Public Land Hunting with Beka Garris

1.       First Come, First Serve. You pull into a small lot at 5:00 in the morning, and see that there is already someone parked there. You walk in to the woods and arrive at your favorite tree, only to discover someone else is hunting in it. Sure, it’s easy to get angry or frustrated but lets be honest…it’s public land and they have as much right to be there as you do. If they got there first, simply be respectful and back off. Find another spot to hunt, or move a safe distance away so you won’t be disturbing them while they are hunting. On multiple occasions I have arrived at a little pull off area to find someone else already there, and I have simply kept driving. It’s tough to do if you’re hunting a specific animal but I consider it common courtesy.

A big guy seen while hunting public land

2.       Know Your Target And Beyond. This one should be common sense, but every year you read about someone getting shot by a fellow hunter because they never actually identified their target before pulling the trigger. If you see something moving in the brush and you think it’s an animal, don’t just blindly shoot. If you hear a gobble coming from behind that tree, make sure it is in fact a turkey and not a fellow hunter.

Hunting with a Bear Kodiak and 3Rivers wood arrows

3.       Personal Space. This is one of the biggest issues I have run into while hunting public land. Although it wasn’t a huge issue during deer season, I had a lot of struggles during this past turkey season. If you know someone else is hunting in the area, or if you accidentally stumble into each other, make sure you move a safe distance away and let them continue on their hunt.
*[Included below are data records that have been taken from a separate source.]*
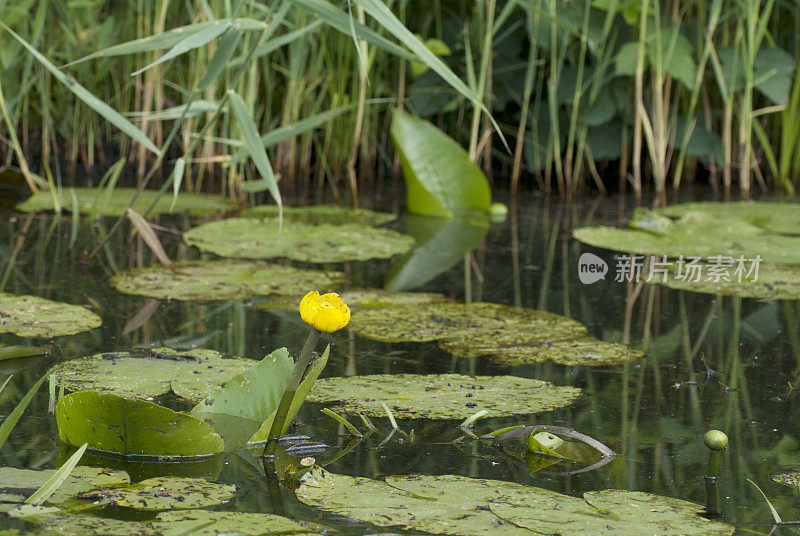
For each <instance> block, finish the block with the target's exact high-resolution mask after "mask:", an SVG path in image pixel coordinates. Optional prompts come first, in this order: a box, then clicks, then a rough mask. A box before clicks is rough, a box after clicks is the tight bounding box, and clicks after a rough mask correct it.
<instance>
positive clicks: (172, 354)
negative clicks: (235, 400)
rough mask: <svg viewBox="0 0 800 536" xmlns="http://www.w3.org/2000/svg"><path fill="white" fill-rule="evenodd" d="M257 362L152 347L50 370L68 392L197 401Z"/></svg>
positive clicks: (82, 360)
mask: <svg viewBox="0 0 800 536" xmlns="http://www.w3.org/2000/svg"><path fill="white" fill-rule="evenodd" d="M255 363H256V361H254V360H252V359H244V358H240V357H239V358H225V357H223V355H222V354H220V353H219V352H215V351H214V350H204V349H192V350H174V349H172V348H150V349H148V350H143V351H140V352H106V353H102V354H96V355H93V356H89V357H83V358H80V359H73V360H70V361H65V362H63V363H60V364H58V365H56V366H55V367H53V369H52V370H51V371H50V373H51V374H54V375H55V377H56V378H57V379H58V381H60V382H63V385H64V387H65V389H66V390H67V391H95V392H98V393H113V394H116V395H119V396H126V397H129V398H138V399H142V400H147V399H152V398H155V397H157V396H160V395H163V394H166V393H168V392H170V390H171V391H172V392H173V393H175V394H176V395H178V396H180V397H183V398H185V399H187V400H190V401H192V402H198V401H200V400H202V399H203V398H205V397H206V396H208V394H209V393H211V392H212V391H214V390H215V389H216V388H217V387H219V386H220V385H222V384H223V383H225V382H226V381H227V380H228V379H229V378H231V377H232V376H234V375H235V374H239V373H242V372H244V371H245V370H247V369H249V368H250V367H252V366H253V365H254V364H255Z"/></svg>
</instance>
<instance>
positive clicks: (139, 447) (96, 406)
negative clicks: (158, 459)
mask: <svg viewBox="0 0 800 536" xmlns="http://www.w3.org/2000/svg"><path fill="white" fill-rule="evenodd" d="M56 422H57V423H58V435H59V438H60V439H61V441H63V442H64V443H67V444H68V445H73V446H78V445H83V444H84V443H88V444H89V447H90V448H93V449H97V450H101V451H106V452H111V453H115V454H120V455H123V456H131V455H132V456H167V457H169V456H210V455H213V454H218V453H220V452H222V451H223V441H222V438H221V437H220V436H219V434H217V433H216V432H215V431H214V429H213V428H211V426H209V425H208V424H206V423H204V422H203V421H201V420H199V419H197V418H195V417H192V416H191V415H187V414H185V413H178V412H176V411H172V410H171V409H169V408H165V407H163V406H159V405H157V404H153V403H152V402H145V401H143V400H134V399H130V398H123V397H120V396H116V395H112V394H101V393H93V392H91V391H81V392H77V393H72V394H69V395H66V396H65V397H63V398H62V399H61V400H59V401H58V404H57V405H56Z"/></svg>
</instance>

Don’t make loud noises or angrily confront them, and don’t decide to park close enough that they can’t get into their vehicle on the way out (someone actually did this to me.) And lastly, don’t take advantage of their location if they are calling/sitting over bait/ etc and set up to cut off anything that comes their way. Keep in mind, the road less traveled is always best. Going the extra mile and taking the time to go deeper into the woods  will also eliminate the chances of running into anyone else.

4.       Don’t Steal. Although I have never been a fan of leaving stands, blinds, or cameras in the woods on public land… I know many people who do. It can be tough to constantly pack in and out, especially if you don’t live close to the area or if you only hunt on weekends. If you find someone else’s hunting gear in the woods, just leave it alone. Chances are, they’ll be back for it.

Beka with her beauty of a turkey from hunting public land

5.       Be Courteous. Just because someone is hunting the same area that you are, doesn’t mean they are intentionally invading “your spot” or that they even knew that you were there. If you meet another hunter in the woods, whether you got there first or they did, be polite and courteous instead of confrontational. Most hunters are great people and they are out there for the same reason you are… and they certainly don’t want to run across other hunters any more than you do.